The Vehicle GPT initiative is particularly noteworthy — it would apply large language model capabilities to vehicle diagnostics, service operations, and potentially to the in-car experience itself, areas where software-defined differentiation is increasingly what separates premium products from commodities.
THE ROAD AHEAD: 8X GROWTH AND A FIVEFOLD AUM TARGET
The ambition behind Mahindra's FY26 results is perhaps best captured not in the numbers themselves but in the targets management has set for the years ahead.
Mahindra has set a long-term target of 8X growth in its auto business and a fivefold increase in AUM for its financial services arm — a multi-decade growth plan of a scale that few Indian conglomerates have articulated with such specificity.
Anish Shah summarised the outlook succinctly: "Given strong momentum across our businesses, a robust foundation, and disciplined capital allocation, we are well-positioned to accelerate growth and capture emerging opportunities, even in an uncertain environment."
Group CFO Amarjyoti Barua added that strong cash generation during FY26 has reinforced the balance sheet, providing flexibility to fund future growth initiatives in line with strategic priorities.
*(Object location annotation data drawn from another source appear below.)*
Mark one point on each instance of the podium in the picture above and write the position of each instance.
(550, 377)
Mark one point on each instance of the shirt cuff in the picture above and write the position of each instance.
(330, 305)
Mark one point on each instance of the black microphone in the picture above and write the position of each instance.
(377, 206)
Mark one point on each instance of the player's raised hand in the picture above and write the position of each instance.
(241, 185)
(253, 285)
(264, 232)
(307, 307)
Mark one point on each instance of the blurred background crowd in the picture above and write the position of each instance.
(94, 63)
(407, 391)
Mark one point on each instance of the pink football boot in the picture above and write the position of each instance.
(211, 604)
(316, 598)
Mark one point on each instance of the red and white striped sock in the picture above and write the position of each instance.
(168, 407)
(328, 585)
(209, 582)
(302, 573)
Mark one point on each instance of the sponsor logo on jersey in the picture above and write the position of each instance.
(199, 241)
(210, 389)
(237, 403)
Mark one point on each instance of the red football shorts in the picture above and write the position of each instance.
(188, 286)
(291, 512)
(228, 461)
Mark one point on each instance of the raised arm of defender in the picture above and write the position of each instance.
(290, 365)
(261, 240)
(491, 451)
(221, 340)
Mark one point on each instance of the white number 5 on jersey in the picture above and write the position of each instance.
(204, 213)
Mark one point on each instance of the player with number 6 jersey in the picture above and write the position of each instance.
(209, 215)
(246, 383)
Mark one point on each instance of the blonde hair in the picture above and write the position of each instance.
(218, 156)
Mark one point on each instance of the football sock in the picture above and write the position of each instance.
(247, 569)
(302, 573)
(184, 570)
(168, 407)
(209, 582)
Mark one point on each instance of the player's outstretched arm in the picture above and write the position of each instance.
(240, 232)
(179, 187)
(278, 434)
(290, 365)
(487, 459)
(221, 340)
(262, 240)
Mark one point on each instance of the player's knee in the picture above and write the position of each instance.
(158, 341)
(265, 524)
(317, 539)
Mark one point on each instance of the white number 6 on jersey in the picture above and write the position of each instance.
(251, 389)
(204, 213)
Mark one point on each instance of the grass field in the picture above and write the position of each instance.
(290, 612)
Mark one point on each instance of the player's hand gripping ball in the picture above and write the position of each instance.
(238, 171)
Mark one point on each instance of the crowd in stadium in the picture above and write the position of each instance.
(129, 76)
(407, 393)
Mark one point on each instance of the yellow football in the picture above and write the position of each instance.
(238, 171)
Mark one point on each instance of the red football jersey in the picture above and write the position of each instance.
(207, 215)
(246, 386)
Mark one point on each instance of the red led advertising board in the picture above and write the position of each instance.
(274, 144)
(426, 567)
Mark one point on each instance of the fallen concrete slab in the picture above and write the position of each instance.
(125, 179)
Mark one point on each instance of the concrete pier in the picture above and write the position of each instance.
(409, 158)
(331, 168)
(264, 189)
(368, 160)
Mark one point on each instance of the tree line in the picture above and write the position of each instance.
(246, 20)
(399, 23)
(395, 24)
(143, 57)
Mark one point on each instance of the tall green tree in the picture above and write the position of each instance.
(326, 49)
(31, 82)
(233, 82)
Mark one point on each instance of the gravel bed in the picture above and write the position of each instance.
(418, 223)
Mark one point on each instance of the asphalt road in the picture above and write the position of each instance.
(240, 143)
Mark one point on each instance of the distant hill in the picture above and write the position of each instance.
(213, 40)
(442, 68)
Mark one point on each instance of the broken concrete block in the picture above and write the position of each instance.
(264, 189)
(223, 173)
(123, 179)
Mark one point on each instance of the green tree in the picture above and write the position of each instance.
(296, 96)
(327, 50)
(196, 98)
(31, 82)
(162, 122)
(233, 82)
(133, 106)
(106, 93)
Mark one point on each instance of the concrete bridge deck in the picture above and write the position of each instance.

With ₹16,000 crore in net cash generated from operations during the year, Mahindra enters FY27 with both the ambition and the firepower to execute on the next phase of its growth plan.
The milestone of ₹2 lakh crore in annual revenue — so close at ₹1,98,639 crore — will almost certainly fall in FY27. The more interesting question is what the group looks like when it gets there: a conglomerate where tractors hit 5 lakh units, where EVs represent a fifth of every vehicle sold, where a new gigafactory in Nagpur is taking shape, and where the software that runs all of it has been reimagined from the ground up.
That is the Mahindra that FY26 was building toward. The results confirm the direction. The scale of the ambition will determine whether it becomes the defining Indian industrial story of the decade.